When the .msi file runs, a wizard walks you through installation. There are a few things to keep in mind, however.

In the first step, uncheck Use this Universal Forwarder with on-premises Splunk Enterprise if you are using Splunk Cloud. Be sure to click on custom setup to get more options, such as setting the sources from where data will be forwarded.

In the next step, enter your Splunk Cloud hostname in the Hostname or IP field. Replace https:// with input-. An example could be: input-prd-p-z41nh2qlt7cx.cloud.splunk.com

Enter 8089 as the port number (the default). The Splunk Universal Forwarder will install into your Program Files directory by default. Now, make sure the Splunk Universal Forwarder credentials have been downloaded from the App:Universal Forwarder page in Splunk.

In command line mode (Start cmd), enter this statement to install the credentials:

splunk install app <full path to splunkclouduf.spl>

replacing “<full path to splunkclouduf.spl>” with the actual full path. For this to work, you must first change directory to
C:\Program Files\SplunkUniversalForwarder\bin> using the cd command.

Finally, run the command splunk restart. Splunk should now recognize the forwarder.

To set up a source for data to be forwarded, go to Settings > Add Data in the top Splunk menu. This should lead to a screen something like this if the forwarder has been set up correctly.

Select the host to forward from, then pick a Server Class Name that will help you identify what kind of files and data are being forwarded from the location you will select later.

In the next step, you can select a source to be monitored for data to be forwarded. Data can be forwarded from a wide variety of sources, including local event logs, files and directories, TCP/UDP ports, local performance, and data from any API, database, or service with a script.

In this case, we will be using a directory that a CoSort SortCL programs will target for their output. Our raw input data sample is a file called employee.txt:

I used the IRI Workbench IDE’s “New Sort Job …” wizard to automatically generate SortCL metadata and transformation parameters. The job shown below sorts the input file by Last Name, reformats it into CSV file, and writes that target into a folder I set up to be monitored by Splunk Universal Forwarder.

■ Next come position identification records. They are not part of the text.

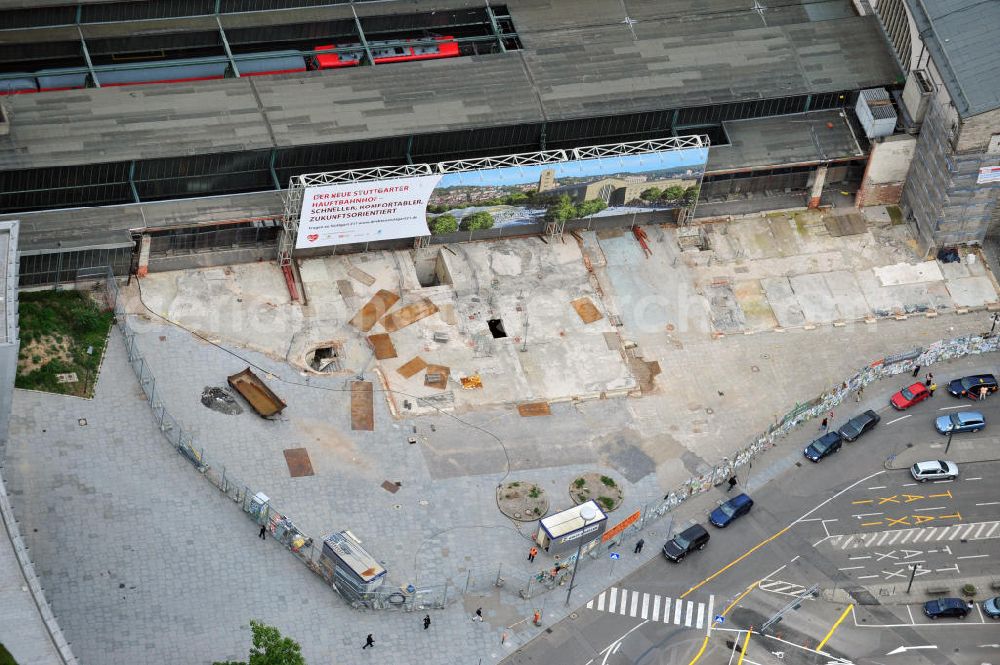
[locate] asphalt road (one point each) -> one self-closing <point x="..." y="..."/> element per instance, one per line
<point x="847" y="528"/>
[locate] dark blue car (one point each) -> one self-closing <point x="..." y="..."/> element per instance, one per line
<point x="825" y="445"/>
<point x="731" y="510"/>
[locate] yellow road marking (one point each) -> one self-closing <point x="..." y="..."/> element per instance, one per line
<point x="819" y="647"/>
<point x="700" y="651"/>
<point x="733" y="563"/>
<point x="744" y="651"/>
<point x="740" y="597"/>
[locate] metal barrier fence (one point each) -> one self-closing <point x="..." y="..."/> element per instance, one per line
<point x="414" y="596"/>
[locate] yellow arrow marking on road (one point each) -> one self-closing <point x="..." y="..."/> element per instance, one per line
<point x="819" y="647"/>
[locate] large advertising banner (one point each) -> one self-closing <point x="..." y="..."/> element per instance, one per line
<point x="509" y="196"/>
<point x="365" y="211"/>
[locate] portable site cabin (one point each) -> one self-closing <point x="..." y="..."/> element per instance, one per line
<point x="351" y="568"/>
<point x="560" y="533"/>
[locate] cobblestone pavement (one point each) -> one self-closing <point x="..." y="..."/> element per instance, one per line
<point x="144" y="561"/>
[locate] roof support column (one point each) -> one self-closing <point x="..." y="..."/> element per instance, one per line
<point x="86" y="56"/>
<point x="225" y="45"/>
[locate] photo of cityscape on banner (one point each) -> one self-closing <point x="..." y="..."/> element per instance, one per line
<point x="500" y="197"/>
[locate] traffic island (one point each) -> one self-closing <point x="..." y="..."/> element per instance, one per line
<point x="522" y="501"/>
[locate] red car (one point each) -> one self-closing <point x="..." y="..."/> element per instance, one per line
<point x="909" y="396"/>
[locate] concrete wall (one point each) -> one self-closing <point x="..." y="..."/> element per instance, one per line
<point x="888" y="165"/>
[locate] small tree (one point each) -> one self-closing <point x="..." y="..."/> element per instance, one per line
<point x="270" y="648"/>
<point x="477" y="221"/>
<point x="444" y="224"/>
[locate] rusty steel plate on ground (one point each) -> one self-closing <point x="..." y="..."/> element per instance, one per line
<point x="382" y="344"/>
<point x="586" y="309"/>
<point x="412" y="366"/>
<point x="437" y="376"/>
<point x="298" y="462"/>
<point x="374" y="310"/>
<point x="362" y="406"/>
<point x="534" y="409"/>
<point x="408" y="315"/>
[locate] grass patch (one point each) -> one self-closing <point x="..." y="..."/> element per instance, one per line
<point x="895" y="214"/>
<point x="5" y="657"/>
<point x="57" y="327"/>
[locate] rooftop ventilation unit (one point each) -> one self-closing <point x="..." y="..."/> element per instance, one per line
<point x="876" y="113"/>
<point x="916" y="94"/>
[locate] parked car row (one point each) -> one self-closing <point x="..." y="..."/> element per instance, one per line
<point x="695" y="537"/>
<point x="956" y="608"/>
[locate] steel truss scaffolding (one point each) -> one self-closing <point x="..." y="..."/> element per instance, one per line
<point x="297" y="184"/>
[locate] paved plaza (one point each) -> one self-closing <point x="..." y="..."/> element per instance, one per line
<point x="145" y="562"/>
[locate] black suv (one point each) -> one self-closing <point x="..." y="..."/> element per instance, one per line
<point x="858" y="425"/>
<point x="969" y="386"/>
<point x="690" y="539"/>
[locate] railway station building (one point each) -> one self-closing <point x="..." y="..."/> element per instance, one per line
<point x="190" y="168"/>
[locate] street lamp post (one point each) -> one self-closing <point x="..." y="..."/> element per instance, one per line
<point x="587" y="513"/>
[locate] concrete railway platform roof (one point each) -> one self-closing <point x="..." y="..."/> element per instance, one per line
<point x="589" y="62"/>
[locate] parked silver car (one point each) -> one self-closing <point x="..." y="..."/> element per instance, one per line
<point x="934" y="470"/>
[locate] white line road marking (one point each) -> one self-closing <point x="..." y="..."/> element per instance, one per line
<point x="709" y="616"/>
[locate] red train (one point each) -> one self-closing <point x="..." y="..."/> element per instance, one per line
<point x="255" y="64"/>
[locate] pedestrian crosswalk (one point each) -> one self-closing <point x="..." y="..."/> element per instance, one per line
<point x="653" y="607"/>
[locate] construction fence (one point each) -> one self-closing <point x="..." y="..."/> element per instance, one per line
<point x="487" y="578"/>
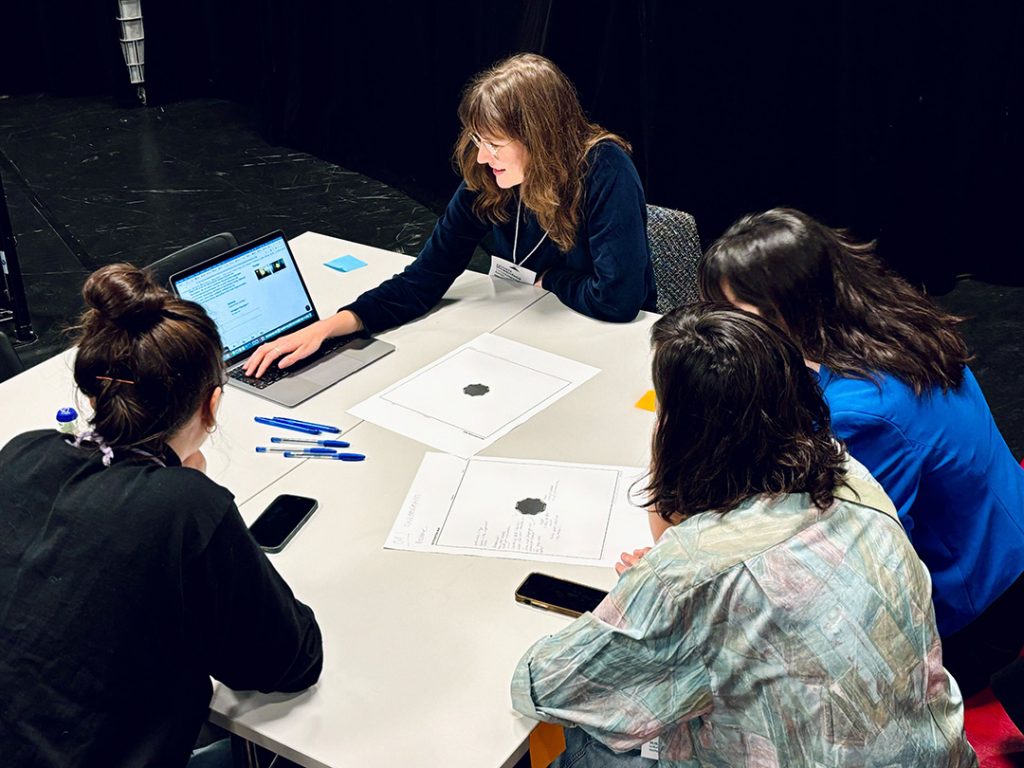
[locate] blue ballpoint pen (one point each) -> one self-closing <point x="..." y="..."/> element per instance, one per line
<point x="264" y="450"/>
<point x="335" y="457"/>
<point x="311" y="425"/>
<point x="328" y="443"/>
<point x="286" y="425"/>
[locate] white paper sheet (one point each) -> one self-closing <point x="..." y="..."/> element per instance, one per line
<point x="526" y="510"/>
<point x="470" y="397"/>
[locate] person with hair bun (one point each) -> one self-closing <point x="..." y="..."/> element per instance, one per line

Once the job runs, the file outputs very quickly into the folder and is automatically indexed into Splunk. Here is an image of that intermediate CSV file:

Back in Splunk, once your source is selected, it is possible to specify the input settings, or what kind of files you are expecting to be forwarded. This will help Splunk intelligently format the data while indexing it. In this step you can also select which index in Splunk will receive the data from the forwarder.

Back in Splunk, once your source is selected, it is possible to specify the input settings, or what kind of files you are expecting to be forwarded. This will help Splunk intelligently format the data while indexing it. In this step you can also select which index in Splunk will receive the data from the forwarder. Once indexed, the data will be available in Splunk:

Of course, once the data is indexed in Splunk, visualizations are possible. Here are a couple of them that I created for a dashboard based on the employee data from the file I indexed to Splunk:

If you have other IRI jobs or logs to forward to Splunk, just add another forwarder source. For each source, navigate to “add data” in the Splunk interface, choose forwarder, select your forwarder, then specify where the data will come from and, optionally, the file type (which Splunk may also detect). You can add as many forwarding sources as need to.

Bottom line: The Splunk Universal Forwarder allows for easy integration with IRI Voracity or its subset products to combine the functionality and benefits of both vendor platforms seamlessly.